Sukses

Menakar Dampak Resesi Jepang ke Pasar Modal Indonesia

Jepang mengalami technical recession atau resei teknis setelah umumkan pertumbuhan ekonomi negatif di kuartal IV 2023. Produk Domestik Bruto (PDB) Negeri Sakura itu terkontraksi 0,4 persen pada kuartal IV 2023, meleset di luar ekspektasi para ekonom untuk tumbuh positif 1,4 persen.

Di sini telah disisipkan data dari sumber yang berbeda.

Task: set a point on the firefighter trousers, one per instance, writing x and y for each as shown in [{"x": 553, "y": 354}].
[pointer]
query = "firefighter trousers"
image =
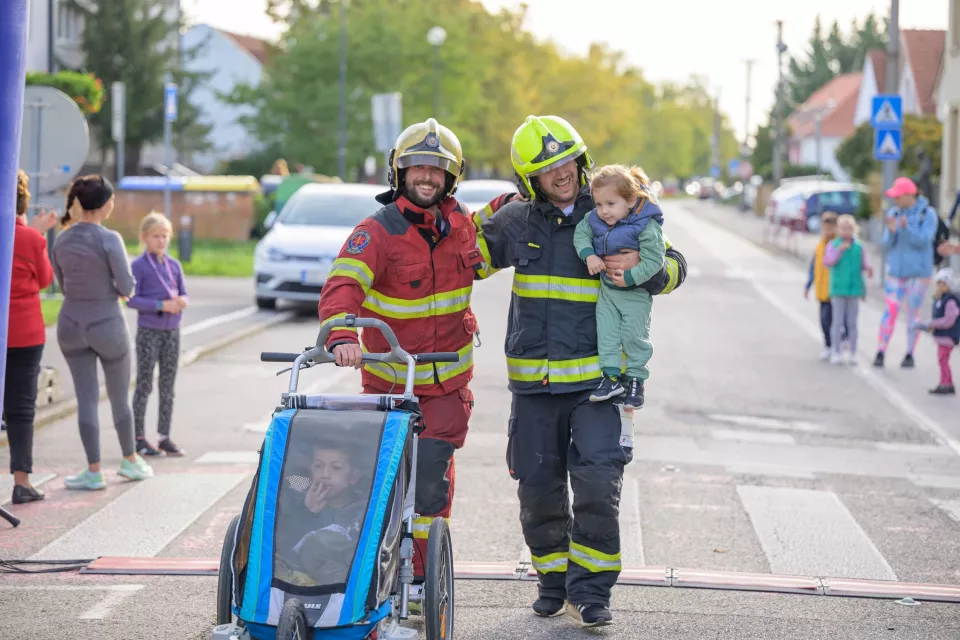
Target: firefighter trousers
[
  {"x": 576, "y": 554},
  {"x": 445, "y": 420}
]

Liputan6.com, Jakarta Jepang mengalami technical recession atau resesi teknis setelah umumkan pertumbuhan ekonomi negatif di kuartal IV 2023. Produk Domestik Bruto (PDB) Negeri Sakura itu terkontraksi 0,4 persen pada kuartal IV 2023, meleset di luar ekspektasi para ekonom untuk tumbuh positif 1,4 persen.

Equity Analyst Kanaka Hita Solvera, Andhika Cipta Labora mengatakan kondisi itu tak banyak berimbas untuk pasar modal dalam negeri. Menurut dia, pasar dalam negeri saat ini masih tersengat euforia pemilihan umum (pemilu).

"IHSG sedang uptrend dan berpotensi ATH lagi, apabila adanya koreksi di market bisa dijadikan kesempatan untuk menambah porsi investasi di saham," kata Andhika kepada Liputan6.com, dikutip Sabtu (17/2/2024).

Berdasarkan hasil hitung cepat (quick count), pasangan Prabowo-Gibran unggul telak di atas 50 persen, jauh meninggalkan pasangan Anies-Muhaimin dan Ganjar-Mahfud di belakang. Investment Consultant PT Reliance Sekuritas Indonesia Tbk (RELI), Reza Priyambada menilai hasil tersebut bisa diasumsikan telah memberikan gambaran cukup jelas mengenai kemungkinan pemilu hanya akan berlangsung satu putaran. Sehingga diharapkan kondisi pasar saham, obligasi, maupun Rupiah bisa Kembali menguat (rebound) dari penutupan di Selasa, 13 Februari lalu yang cenderung melemah dalam.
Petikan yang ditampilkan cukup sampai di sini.